Mighty and irresistible are words of praise from the lips of sovereigns. Cid Hiaya was entirely subdued by this fair speech from the illustrious Isabella. His heart burned with a sudden flame of loyalty toward the sovereigns. He begged to be enrolled amongst the most devoted of their subjects, and in the fervor of his sudden zeal engaged not merely to dedicate his sword to their service, but to exert all his influence, which was great, in persuading his cousin, Muley Abdallah el Zagal, to surrender the cities of Guadix and Almeria and to give up all further hostilities. Nay, so powerful was the effect produced upon his mind by his conversation with the sovereigns that it extended even to his religion; for he became immediately enlightened as to the heathenish abominations of the vile sect of Mahomet, and struck with the truths of Christianity as illustrated by such powerful monarchs. He consented, therefore, to be baptized and to be gathered into the fold of the Church. The pious Agapida indulges in a triumphant strain of exultation on the sudden and surprising conversion of this princely infidel: he considers it one of the greatest achievements of the Catholic sovereigns, and indeed one of the marvellous occurrences of this holy war. "But it is given to saints and pious monarchs," says he, "to work miracles in the cause of the faith; and such did the most Catholic Ferdinand in the conversion of the prince Cid Hiaya."

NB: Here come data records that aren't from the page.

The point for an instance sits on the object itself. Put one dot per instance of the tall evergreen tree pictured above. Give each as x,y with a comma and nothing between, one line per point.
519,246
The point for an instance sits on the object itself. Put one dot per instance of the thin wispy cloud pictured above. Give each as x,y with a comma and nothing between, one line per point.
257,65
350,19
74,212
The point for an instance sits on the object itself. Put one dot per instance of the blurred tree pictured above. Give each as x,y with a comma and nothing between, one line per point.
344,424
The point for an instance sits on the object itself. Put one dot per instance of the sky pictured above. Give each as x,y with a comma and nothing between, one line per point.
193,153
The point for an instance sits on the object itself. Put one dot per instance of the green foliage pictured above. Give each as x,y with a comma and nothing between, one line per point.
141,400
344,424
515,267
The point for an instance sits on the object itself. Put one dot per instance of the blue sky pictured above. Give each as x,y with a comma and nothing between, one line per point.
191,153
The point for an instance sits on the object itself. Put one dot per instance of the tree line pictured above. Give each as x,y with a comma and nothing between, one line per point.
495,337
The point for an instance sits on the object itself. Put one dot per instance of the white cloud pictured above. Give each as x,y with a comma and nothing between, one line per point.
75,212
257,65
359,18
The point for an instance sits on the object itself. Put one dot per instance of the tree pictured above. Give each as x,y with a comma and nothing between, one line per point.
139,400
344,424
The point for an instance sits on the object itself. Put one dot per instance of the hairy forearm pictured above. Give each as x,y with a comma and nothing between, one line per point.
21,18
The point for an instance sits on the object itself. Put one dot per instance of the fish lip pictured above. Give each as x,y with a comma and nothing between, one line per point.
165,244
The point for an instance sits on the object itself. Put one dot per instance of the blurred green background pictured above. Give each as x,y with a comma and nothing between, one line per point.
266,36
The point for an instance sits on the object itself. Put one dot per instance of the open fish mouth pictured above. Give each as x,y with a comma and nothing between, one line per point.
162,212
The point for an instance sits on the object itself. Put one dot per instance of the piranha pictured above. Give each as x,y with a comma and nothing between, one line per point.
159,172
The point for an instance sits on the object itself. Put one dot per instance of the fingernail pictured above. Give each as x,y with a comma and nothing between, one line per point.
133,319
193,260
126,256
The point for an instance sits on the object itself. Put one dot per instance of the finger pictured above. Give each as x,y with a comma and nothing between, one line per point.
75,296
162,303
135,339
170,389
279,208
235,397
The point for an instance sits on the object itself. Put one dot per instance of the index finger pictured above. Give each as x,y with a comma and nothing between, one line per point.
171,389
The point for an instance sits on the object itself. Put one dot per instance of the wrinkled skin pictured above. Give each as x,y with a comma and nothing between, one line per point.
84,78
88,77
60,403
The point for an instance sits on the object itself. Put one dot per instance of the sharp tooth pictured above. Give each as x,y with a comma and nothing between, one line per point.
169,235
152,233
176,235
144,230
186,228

Some of the Arabian writers have sought to lessen the wonder of this miracle by alluding to great revenues granted to the prince and his heirs by the Castilian monarchs, together with a territory in Marchena, with towns, lands, and vassals; but in this (says Agapida) we only see a wise precaution of King Ferdinand to clinch and secure the conversion of his proselyte. The policy of the Catholic monarch was at all times equal to his piety. Instead also of vaunting of this great conversion and making a public parade of the entry of the prince into the Church, King Ferdinand ordered that the baptism should be performed in private and kept a profound secret. He feared that Cid Hiaya might otherwise be denounced as an apostate and abhorred and abandoned by the Moors, and thus his influence destroyed in bringing the war to a speedy termination.*
The veteran Mohammed Ibn Hassan was likewise won by the magnanimity and munificence of the Castilian sovereigns, and entreated to be received into their service; and his example was followed by many other Moorish cavaliers, whose services were generously accepted and magnificently rewarded.